Analyzing fault aware collective performance in a process fault tolerant MPI

  • Authors:
  • Joshua Hursey;Richard L. Graham

  • Affiliations:
  • Oak Ridge National Laboratory, Oak Ridge, TN 37831, USA;Oak Ridge National Laboratory, Oak Ridge, TN 37831, USA

  • Venue:
  • Parallel Computing
  • Year:
  • 2012

Quantified Score

Hi-index 0.00

Visualization

Abstract

Application developers are investigating Algorithm Based Fault Tolerance (ABFT) techniques to improve the efficiency of application recovery beyond what traditional techniques alone can provide. Applications will depend on libraries to sustain failure-free performance across process failure to continue to use High Performance Computing (HPC) systems efficiently even in the presence of process failure.

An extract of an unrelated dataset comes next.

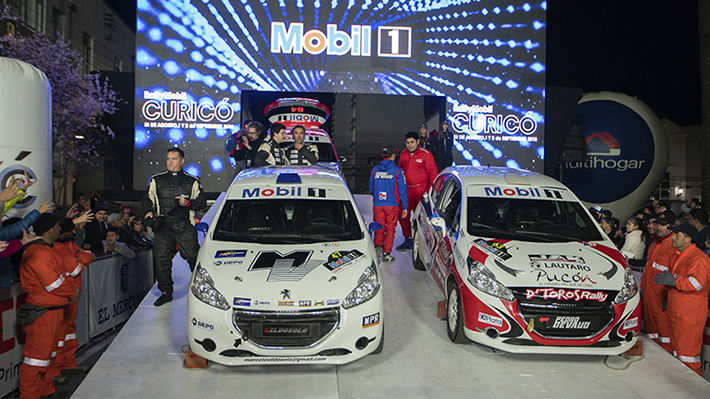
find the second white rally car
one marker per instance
(522, 265)
(286, 274)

Optimized Message Passing Interface (MPI) collective operations are a critical component of many scalable HPC applications. However, most of the collective algorithms are not able to handle process failure. Next generation MPI implementations must provide fault aware versions of such algorithms that can sustain performance across process failure. This paper discusses the design and implementation of fault aware collective algorithms for tree structured communication patterns. The three design approaches of rerouting, lookup avoiding and rebalancing are described, and analyzed for their performance impact relative to similar fault unaware barrier and broadcast collective algorithms. The analysis shows that the rerouting approach causes a significant performance degradation while the rebalancing approach can bring the performance within 1% of the fault unaware performance. This paper also presents the impact of the run-through stabilization prototype on point-to-point communication, and analyzes the time to rebalance the tree while accounting for process failures.